Выглядит как стандартный случай, но я, не убоясь клейма, откажусь оспаривать бабушкину невинность. И не стану усмехаться над ее викторианским самообманом в отношении своих мотивов – отмечу вместо этого ее дар преданности. Первая в ее жизни страсть продлилась всю ее жизнь.
В конце 1868 года ей был двадцать один, и она провела в Нью-Йорке четыре зимы. Искусству иллюстрации ее обучал Уильям Джеймс Линтон, английский художник, на которого сильно повлияли прерафаэлиты, и она начала получать небольшие заказы. Последним и самым важным была сцена на ферме для обложки нового журнала “Очаг и дом”, который издавали Эдвард Эгглстон, Фрэнк Р. Стоктон и Гарриет Бичер-Стоу[20].
И обратите внимание на преемственность в ее жизни, несмотря на годы изгнаннического существования. С Гарриет Бичер-Стоу она будет связана тем, что выйдет замуж за ее двоюродного брата. Дочь Линтона наймется к ней в гувернантки, разделит с бабушкой жизнь в лачугах и палатках и поможет ей исполнять священную миссию: приспосабливать моего отца и его сестер к жизни в мире Огасты.

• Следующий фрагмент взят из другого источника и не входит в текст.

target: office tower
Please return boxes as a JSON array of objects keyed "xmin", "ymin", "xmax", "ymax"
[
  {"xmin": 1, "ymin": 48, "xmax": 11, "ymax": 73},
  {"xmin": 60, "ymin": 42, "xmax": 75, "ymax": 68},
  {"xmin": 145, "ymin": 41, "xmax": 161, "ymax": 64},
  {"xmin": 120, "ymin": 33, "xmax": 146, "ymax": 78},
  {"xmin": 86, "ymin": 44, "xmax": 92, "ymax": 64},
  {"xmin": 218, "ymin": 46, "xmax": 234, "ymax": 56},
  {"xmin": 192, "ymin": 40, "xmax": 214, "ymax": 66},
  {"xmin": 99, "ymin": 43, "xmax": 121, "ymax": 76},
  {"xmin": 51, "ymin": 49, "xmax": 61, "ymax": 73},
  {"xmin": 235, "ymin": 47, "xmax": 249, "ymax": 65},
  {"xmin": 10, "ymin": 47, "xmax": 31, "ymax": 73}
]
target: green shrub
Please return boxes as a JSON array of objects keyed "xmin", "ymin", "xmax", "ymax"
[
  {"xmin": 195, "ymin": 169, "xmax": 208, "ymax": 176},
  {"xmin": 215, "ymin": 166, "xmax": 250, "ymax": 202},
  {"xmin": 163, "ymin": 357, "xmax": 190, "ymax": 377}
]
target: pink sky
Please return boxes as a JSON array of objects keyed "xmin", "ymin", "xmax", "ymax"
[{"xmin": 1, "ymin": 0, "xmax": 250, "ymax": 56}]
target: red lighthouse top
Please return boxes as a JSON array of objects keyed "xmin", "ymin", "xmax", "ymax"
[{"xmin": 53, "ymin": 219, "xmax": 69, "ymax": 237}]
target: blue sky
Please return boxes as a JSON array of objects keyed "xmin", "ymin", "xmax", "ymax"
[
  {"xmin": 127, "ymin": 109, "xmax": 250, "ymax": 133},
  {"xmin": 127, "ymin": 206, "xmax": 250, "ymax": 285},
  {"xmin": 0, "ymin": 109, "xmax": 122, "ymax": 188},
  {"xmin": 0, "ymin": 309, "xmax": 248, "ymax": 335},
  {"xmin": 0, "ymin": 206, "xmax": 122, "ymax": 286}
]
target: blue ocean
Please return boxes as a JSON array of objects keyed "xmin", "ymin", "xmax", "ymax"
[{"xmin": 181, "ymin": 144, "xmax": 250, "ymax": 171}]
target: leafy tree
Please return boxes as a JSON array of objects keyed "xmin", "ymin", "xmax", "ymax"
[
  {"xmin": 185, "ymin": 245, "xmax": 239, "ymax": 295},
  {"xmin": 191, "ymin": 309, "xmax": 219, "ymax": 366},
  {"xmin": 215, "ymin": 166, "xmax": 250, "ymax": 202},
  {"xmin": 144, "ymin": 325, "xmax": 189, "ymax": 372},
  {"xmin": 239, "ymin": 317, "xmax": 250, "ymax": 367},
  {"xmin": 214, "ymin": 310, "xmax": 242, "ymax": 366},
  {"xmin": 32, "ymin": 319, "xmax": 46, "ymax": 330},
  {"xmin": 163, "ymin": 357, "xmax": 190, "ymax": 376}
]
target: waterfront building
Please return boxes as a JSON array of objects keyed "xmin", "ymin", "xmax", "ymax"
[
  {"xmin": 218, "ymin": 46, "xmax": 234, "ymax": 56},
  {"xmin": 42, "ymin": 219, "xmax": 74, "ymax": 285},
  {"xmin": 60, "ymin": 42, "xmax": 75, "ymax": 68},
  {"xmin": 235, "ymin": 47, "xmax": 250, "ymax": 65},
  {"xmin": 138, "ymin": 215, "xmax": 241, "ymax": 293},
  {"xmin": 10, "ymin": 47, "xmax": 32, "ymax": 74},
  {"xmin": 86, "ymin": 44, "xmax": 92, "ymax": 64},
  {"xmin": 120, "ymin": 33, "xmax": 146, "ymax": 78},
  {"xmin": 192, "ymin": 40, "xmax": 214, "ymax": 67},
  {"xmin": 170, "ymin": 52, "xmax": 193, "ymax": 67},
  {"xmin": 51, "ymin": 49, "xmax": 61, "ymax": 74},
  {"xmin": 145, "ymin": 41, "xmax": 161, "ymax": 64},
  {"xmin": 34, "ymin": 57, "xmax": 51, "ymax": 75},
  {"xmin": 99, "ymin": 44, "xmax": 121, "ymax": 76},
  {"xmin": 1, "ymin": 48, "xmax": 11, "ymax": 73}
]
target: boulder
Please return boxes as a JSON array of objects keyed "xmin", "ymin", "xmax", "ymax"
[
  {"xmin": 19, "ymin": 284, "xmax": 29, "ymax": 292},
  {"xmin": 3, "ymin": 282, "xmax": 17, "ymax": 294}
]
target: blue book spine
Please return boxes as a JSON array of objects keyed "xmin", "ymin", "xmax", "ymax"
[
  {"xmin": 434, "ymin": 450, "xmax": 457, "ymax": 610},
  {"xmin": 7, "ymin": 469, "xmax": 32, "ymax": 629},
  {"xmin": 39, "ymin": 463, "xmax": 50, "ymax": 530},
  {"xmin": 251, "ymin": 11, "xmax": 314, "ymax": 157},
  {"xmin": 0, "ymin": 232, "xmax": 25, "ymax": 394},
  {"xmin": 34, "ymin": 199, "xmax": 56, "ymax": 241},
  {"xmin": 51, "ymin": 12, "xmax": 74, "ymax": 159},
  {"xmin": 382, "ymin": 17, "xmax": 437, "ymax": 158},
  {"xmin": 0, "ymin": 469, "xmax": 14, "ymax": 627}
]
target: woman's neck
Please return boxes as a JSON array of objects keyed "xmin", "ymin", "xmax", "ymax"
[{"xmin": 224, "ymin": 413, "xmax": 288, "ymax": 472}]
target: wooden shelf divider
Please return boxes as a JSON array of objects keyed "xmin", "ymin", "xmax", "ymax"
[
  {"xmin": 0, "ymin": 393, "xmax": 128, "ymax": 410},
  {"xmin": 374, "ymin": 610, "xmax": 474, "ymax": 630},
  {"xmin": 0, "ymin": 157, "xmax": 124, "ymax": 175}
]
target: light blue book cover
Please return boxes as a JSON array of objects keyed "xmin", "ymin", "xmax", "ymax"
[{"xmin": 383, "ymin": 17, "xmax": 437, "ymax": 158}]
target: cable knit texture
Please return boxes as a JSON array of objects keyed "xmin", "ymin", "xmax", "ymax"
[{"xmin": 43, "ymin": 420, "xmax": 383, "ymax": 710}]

Теперь о праздновании Нового года, к которому я подводил. Место действия – Бич-хаус, дом Мозеса Бича[21] на Бруклин-Хайтс в Нью-Йорке. На Коламбиа-стрит тогда обитали семьи видных коммерсантов: Тейеры, Мерриты, Уолтеры, Хэвиленды – те самые Хэвиленды, знаменитые своим фарфором. Нед, никчемный бабушкин брат, женился на дочери Эллвуда Уолтера[22]; бабушка в свой первый год обучения изобразительному искусству жила в доме Уолтеров чуть дальше по улице. Она существовала в этой атмосфере не вполне как равная, но и не вполне как бедная родственница. Она проходила как “та милая юная Эммина подруга из Института Купера, хорошенькая, румяная такая, и прекрасно рисует”. Бич-хаус она знала и любила. С водной стороны он был одно сплошное окно, и с высокого берега открывался вид на весь Верхний залив, по которому водомерками сновали буксиры, паромы и баржи. Остров Говернорс-Айленд, каким я его себе представляю в тот последний день декабря, выглядел большой грязной льдиной на поверхности залива; берег Нью-Джерси, должно быть, застилали медленно плывущие дымы.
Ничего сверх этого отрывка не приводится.